Der Begriff der Kulturpolitik entsprang der Programmsprache der deutschen Klassik. Zunehmend verwendet wurde er aber erst mit Beginn des 20. Jahrhunderts als Bezeichnung für die Kulturpflege des Staates im Kontext mit dem Begriff Kulturstaat. Er bringt die erweiterten staatlichen Aktivitäten auf kulturellem Feld und die veränderten politischen Rahmenbedingungen zum Ausdruck. Dabei ist die „gegenseitige Verstärkung von Kultur und Staat“ von Beginn an „konstitutiv für politisches Handeln bezogen auf Kunst und Kultur und betrifft nicht nur die Neuzeit und die Moderne“ (Wagner 2009:348). Im wohl ersten ausführlichen lexikalischen Eintrag zu „Kulturpolitik“ fasste Eduard Spranger dieses Verständnis 1923 treffend zusammen: Danach hat Kulturpolitik seit ihrem ersten Auftreten nicht nur den Zweck Kunst und Künstler*in zu unterstützen, sondern immer auch die Funktion, dass der Staat sich der Kultur als Mittel für seine Zwecke bedient. Kulturpolitik „hat entweder die Hervorbringung von Kultur zum Ziele, oder sie bedient sich der Kultur als Mittel für ihre Machtzwecke.
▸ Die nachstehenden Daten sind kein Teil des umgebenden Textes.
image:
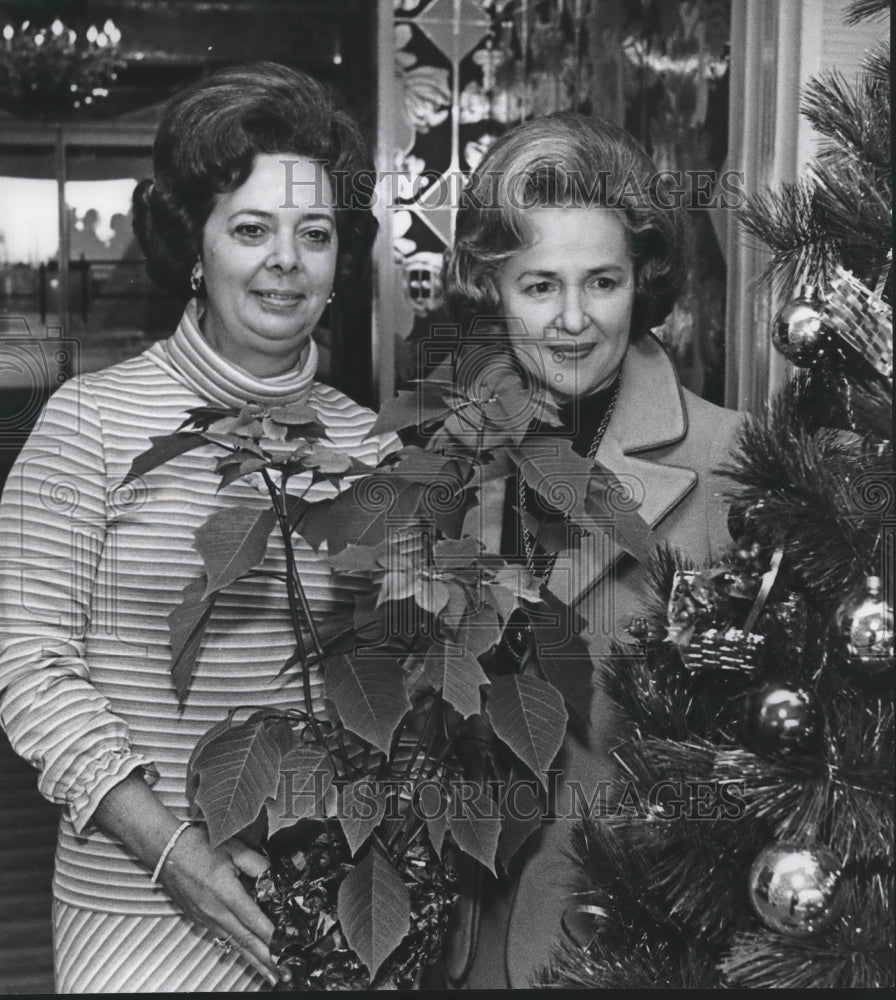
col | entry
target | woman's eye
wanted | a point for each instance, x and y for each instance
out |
(250, 230)
(605, 284)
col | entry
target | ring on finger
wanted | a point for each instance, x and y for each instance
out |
(223, 945)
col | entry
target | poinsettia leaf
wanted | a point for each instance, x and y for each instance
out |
(238, 771)
(459, 603)
(455, 553)
(410, 408)
(563, 654)
(527, 713)
(520, 582)
(431, 595)
(369, 695)
(374, 909)
(186, 628)
(458, 675)
(413, 462)
(231, 542)
(201, 743)
(247, 465)
(310, 521)
(396, 587)
(305, 784)
(362, 805)
(357, 559)
(163, 449)
(368, 510)
(479, 631)
(501, 599)
(326, 461)
(474, 820)
(299, 415)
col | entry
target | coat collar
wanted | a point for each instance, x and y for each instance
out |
(649, 414)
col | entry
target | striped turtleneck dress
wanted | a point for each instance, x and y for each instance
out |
(89, 572)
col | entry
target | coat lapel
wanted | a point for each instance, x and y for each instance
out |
(649, 415)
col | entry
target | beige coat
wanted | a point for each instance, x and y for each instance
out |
(664, 443)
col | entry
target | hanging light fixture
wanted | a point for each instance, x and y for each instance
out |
(51, 71)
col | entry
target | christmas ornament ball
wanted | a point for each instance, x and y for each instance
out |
(780, 716)
(798, 331)
(866, 623)
(796, 889)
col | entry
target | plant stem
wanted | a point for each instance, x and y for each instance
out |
(291, 580)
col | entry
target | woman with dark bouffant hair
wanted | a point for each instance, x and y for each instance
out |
(568, 250)
(241, 216)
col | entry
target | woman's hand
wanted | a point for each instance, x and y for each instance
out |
(204, 882)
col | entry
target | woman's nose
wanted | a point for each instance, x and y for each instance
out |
(283, 255)
(574, 319)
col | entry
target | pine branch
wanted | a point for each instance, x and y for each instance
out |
(863, 10)
(856, 952)
(792, 223)
(854, 119)
(632, 964)
(848, 808)
(855, 200)
(658, 698)
(877, 65)
(798, 491)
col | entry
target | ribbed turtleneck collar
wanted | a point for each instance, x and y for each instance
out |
(191, 360)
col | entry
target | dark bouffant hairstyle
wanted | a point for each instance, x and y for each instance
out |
(210, 135)
(561, 160)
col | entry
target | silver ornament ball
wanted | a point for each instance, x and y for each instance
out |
(797, 889)
(866, 623)
(798, 331)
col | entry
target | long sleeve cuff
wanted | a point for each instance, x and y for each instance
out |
(98, 778)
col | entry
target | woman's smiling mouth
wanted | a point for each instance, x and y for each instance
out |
(278, 299)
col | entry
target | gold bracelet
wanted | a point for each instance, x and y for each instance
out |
(172, 840)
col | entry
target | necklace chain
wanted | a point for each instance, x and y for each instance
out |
(528, 540)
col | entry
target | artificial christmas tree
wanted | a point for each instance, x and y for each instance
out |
(750, 842)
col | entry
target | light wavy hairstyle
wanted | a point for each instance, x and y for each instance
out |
(209, 137)
(565, 160)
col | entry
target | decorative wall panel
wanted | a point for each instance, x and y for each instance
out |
(469, 69)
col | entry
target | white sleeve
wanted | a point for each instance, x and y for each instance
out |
(54, 717)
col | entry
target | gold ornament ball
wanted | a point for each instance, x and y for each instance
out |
(797, 889)
(780, 716)
(866, 623)
(798, 332)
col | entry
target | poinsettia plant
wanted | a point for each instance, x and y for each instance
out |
(425, 729)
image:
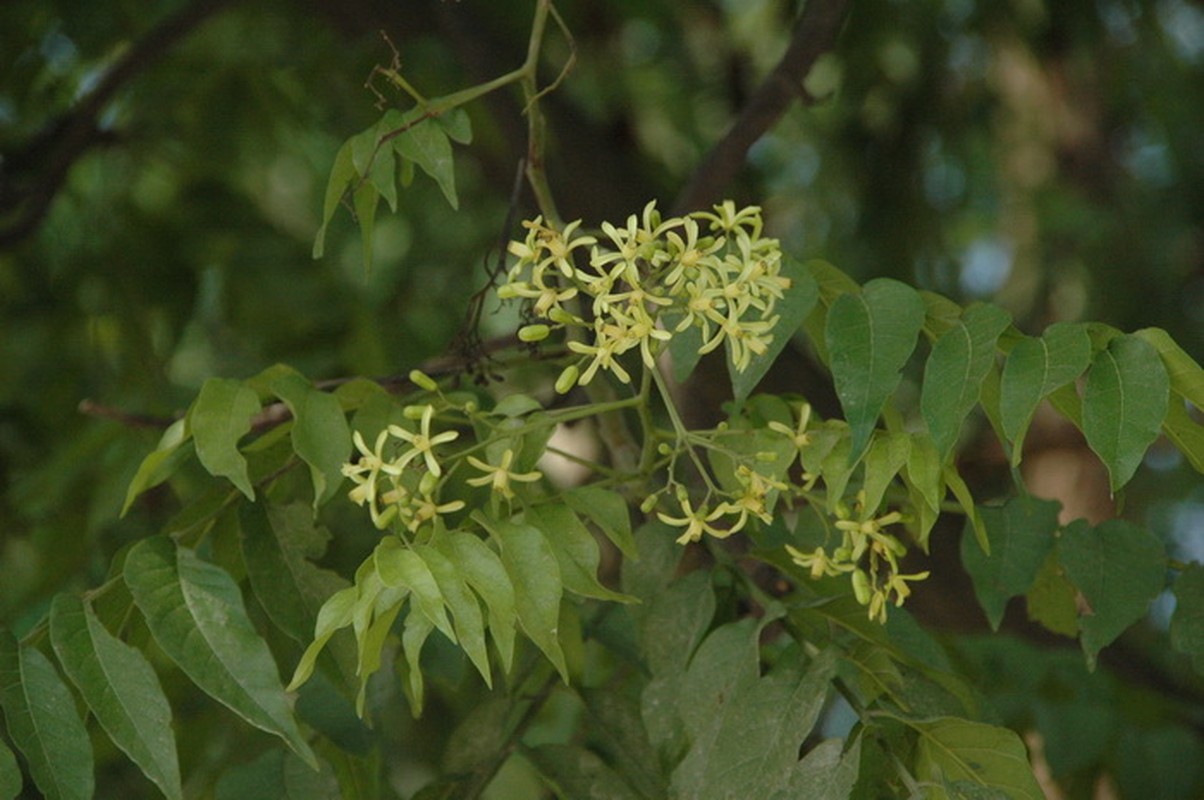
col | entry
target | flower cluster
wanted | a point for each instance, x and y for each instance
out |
(868, 554)
(635, 287)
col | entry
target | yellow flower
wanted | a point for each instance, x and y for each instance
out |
(500, 476)
(422, 442)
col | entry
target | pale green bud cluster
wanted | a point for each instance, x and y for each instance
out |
(645, 282)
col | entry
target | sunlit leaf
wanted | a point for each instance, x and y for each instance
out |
(792, 309)
(1021, 534)
(984, 756)
(219, 417)
(956, 368)
(869, 337)
(320, 434)
(42, 722)
(1123, 405)
(1034, 369)
(1120, 569)
(196, 615)
(121, 688)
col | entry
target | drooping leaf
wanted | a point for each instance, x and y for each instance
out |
(1123, 405)
(42, 722)
(320, 434)
(342, 174)
(402, 568)
(983, 756)
(577, 552)
(279, 775)
(1187, 622)
(956, 368)
(869, 337)
(608, 511)
(219, 417)
(1034, 369)
(794, 307)
(1120, 569)
(484, 571)
(1021, 534)
(535, 574)
(121, 688)
(196, 615)
(426, 145)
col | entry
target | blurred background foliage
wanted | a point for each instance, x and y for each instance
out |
(1048, 156)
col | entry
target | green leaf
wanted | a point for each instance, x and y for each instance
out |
(121, 688)
(794, 307)
(484, 571)
(573, 771)
(960, 750)
(402, 568)
(42, 722)
(426, 145)
(342, 174)
(577, 551)
(1021, 534)
(320, 434)
(869, 337)
(10, 774)
(470, 623)
(1034, 369)
(1123, 405)
(535, 574)
(755, 750)
(1120, 569)
(195, 612)
(219, 417)
(279, 775)
(607, 510)
(1187, 622)
(160, 464)
(956, 368)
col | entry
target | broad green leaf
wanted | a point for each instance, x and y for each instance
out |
(121, 688)
(573, 771)
(470, 623)
(484, 571)
(826, 772)
(1021, 534)
(886, 456)
(342, 174)
(160, 463)
(608, 511)
(956, 368)
(402, 568)
(219, 417)
(577, 551)
(869, 337)
(1187, 622)
(755, 750)
(196, 615)
(1034, 369)
(279, 775)
(1123, 405)
(426, 145)
(320, 434)
(794, 307)
(960, 750)
(42, 722)
(535, 574)
(1120, 569)
(365, 200)
(10, 774)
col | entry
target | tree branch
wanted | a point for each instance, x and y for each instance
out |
(815, 33)
(29, 180)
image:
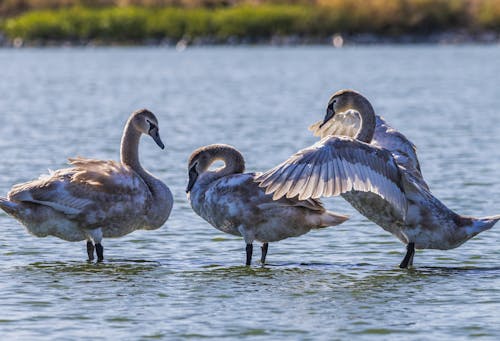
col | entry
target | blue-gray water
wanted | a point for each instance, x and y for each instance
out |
(186, 280)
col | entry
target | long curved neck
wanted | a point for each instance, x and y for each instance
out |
(367, 116)
(129, 155)
(161, 206)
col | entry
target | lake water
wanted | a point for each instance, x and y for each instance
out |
(186, 280)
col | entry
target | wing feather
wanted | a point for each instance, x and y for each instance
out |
(351, 166)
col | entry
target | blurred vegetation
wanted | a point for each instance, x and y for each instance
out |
(137, 20)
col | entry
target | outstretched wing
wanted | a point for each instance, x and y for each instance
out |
(403, 150)
(337, 165)
(89, 183)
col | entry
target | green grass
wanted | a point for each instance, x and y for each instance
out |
(135, 24)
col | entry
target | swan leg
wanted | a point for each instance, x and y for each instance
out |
(408, 260)
(90, 250)
(249, 254)
(264, 248)
(96, 236)
(100, 252)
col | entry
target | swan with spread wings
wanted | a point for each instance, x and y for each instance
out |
(375, 168)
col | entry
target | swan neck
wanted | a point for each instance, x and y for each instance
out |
(161, 195)
(367, 117)
(233, 163)
(129, 149)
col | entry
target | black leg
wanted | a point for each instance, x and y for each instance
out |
(249, 254)
(408, 260)
(100, 252)
(264, 248)
(90, 250)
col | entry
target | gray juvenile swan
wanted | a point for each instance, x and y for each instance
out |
(95, 198)
(232, 202)
(375, 168)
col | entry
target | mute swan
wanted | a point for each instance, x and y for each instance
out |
(95, 198)
(375, 168)
(232, 202)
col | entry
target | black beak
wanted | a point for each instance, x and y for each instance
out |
(193, 175)
(329, 115)
(156, 136)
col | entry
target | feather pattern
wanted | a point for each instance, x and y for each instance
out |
(234, 203)
(353, 165)
(380, 178)
(93, 198)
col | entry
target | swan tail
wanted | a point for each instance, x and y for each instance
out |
(329, 218)
(482, 224)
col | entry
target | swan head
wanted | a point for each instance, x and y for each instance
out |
(146, 123)
(198, 163)
(340, 101)
(202, 158)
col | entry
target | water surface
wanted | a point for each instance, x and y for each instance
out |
(186, 280)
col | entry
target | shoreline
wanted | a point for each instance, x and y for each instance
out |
(337, 41)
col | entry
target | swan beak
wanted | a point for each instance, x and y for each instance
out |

In der kürzesten Antithese: der Sinn der Kulturpolitik ist entweder Kultur durch Macht oder Macht durch Kultur.“ (Spranger 1923:1087ff.) Der DDR vorzuwerfen, dass sie Kultur auch für ihre politischen Zwecke nutzte, sei es der Repräsentation oder der Legitimation, hat somit wenig Sinn und verfehlt den Zweck von Kulturpolitik.

Die allgemeinen Absichten und Ziele kulturpolitischen Handelns lassen sich an den Hauptfiguren des kulturpolitischen Denkens ablesen. Diese sind nicht allein staatlich verordnet, sondern mehr oder weniger Konsens aller kulturellen Akteure. Gerhard Schulze hatte für die Bundesrepublik kulturpolitische Leitmotive entwickelt (vgl. Schulze 1992:499). Neudeutsch würde man von Narrativen sprechen. Der Autor greift diese Typologie auf, wendet sie vereinfacht und erweitert an und ist dabei auf sieben kulturpolitische Narrative für die SBZ/DDR gekommen:

  1. Das Umerziehungsnarrativ
    Die Alliierten hatten sich 1945 darauf geeinigt, dass in Deutschland „die nazistischen und militaristischen Lehren völlig entfernt werden und eine erfolgreiche Entwicklung der demokratischen Ideen möglich gemacht wird.“ (Ministerium für Auswärtige Angelegenheiten der DDR 1968:109f.) Amerikaner wie Russen setzten auf die Wandelbarkeit und Einsicht der Menschen. Umerziehung war das Grundprinzip der geistigen und kulturpolitischen Einflussnahme der Sowjetischen Militäradministratur (SMAD), der KPD und SPD bzw. SED wie der antifaschistischen Intellektuellen. Wenn man auch das Misstrauen gegenüber den Deutschen, die Hitler bis zuletzt gefolgt waren, nicht aufgab, so glaubte man doch, unter veränderten gesellschaftlichen Bedingungen eine neue Ideologie und Kultur verbreiten zu können. Die antifaschistische Umerziehung sollte mit der Erziehung der Erzieher*innen einsetzen und in die sozialistische Erziehung eines „neuen Menschen“ und einer „gebildeten Nation“ einmünden.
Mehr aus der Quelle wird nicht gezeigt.